Incidents/20140113-Poolcounter

Summary

We had a partial "outage" of (some?) pages on at least jawiki and ruwiki, causing at least the Main Page not to be displayed, and anon users getting PoolCounter error messages instead.

Timeline

At 12:42 Max asked on #wikimedia-operations if the poolcounter services could be restarted, after reports of these errors at least since 12:23 in bug https://bugzilla.wikimedia.org/show_bug.cgi?id=59993. Alex promptly responded and restarted the poolcounter daemons. However there were no signs that the poolcounter daemons weren't working correctly. Antoine noted correctly that the services weren't being monitored in Icinga, and submitted a patchset to correct this.

The problem in the mean time was not resolved.

The poolcounter.log on fluorine was being spammed with lots of Queue full messages. (Allegedly, because the messages were in Japanese.) The archives showed that these messages are not unusual under normal circumstances, but were highly elevated now. Max considered a high purge count and/or parser cache failures.
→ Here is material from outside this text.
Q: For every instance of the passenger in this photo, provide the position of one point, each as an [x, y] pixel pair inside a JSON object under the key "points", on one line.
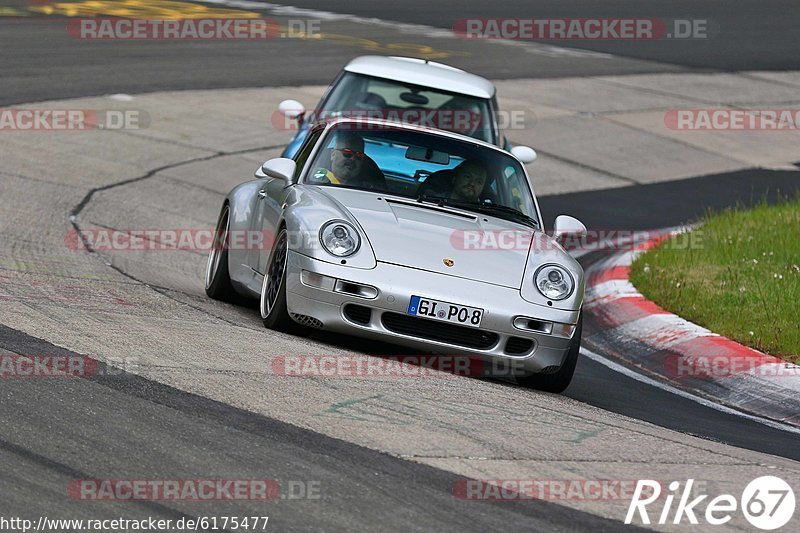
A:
{"points": [[347, 161], [469, 180]]}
At 13:12 Daniel pinged me and asked me to look into it. I checked the PoolCounter services and statistics and saw no problems with poolcounterd itself. In the mean time, Max had prepared a patchset to temp disable the poolcounter on at least jawiki. I feared however that PoolCounter was doing exactly what it's supposed to do, i.e. preventing the actual problem from getting worse due to the contention on page parses/views. I raised the poolcounter queue size by 50% for the 'ArticleView' pool, to see if it had just tipped over the edge, but it made no difference. (I'll revert that change now.)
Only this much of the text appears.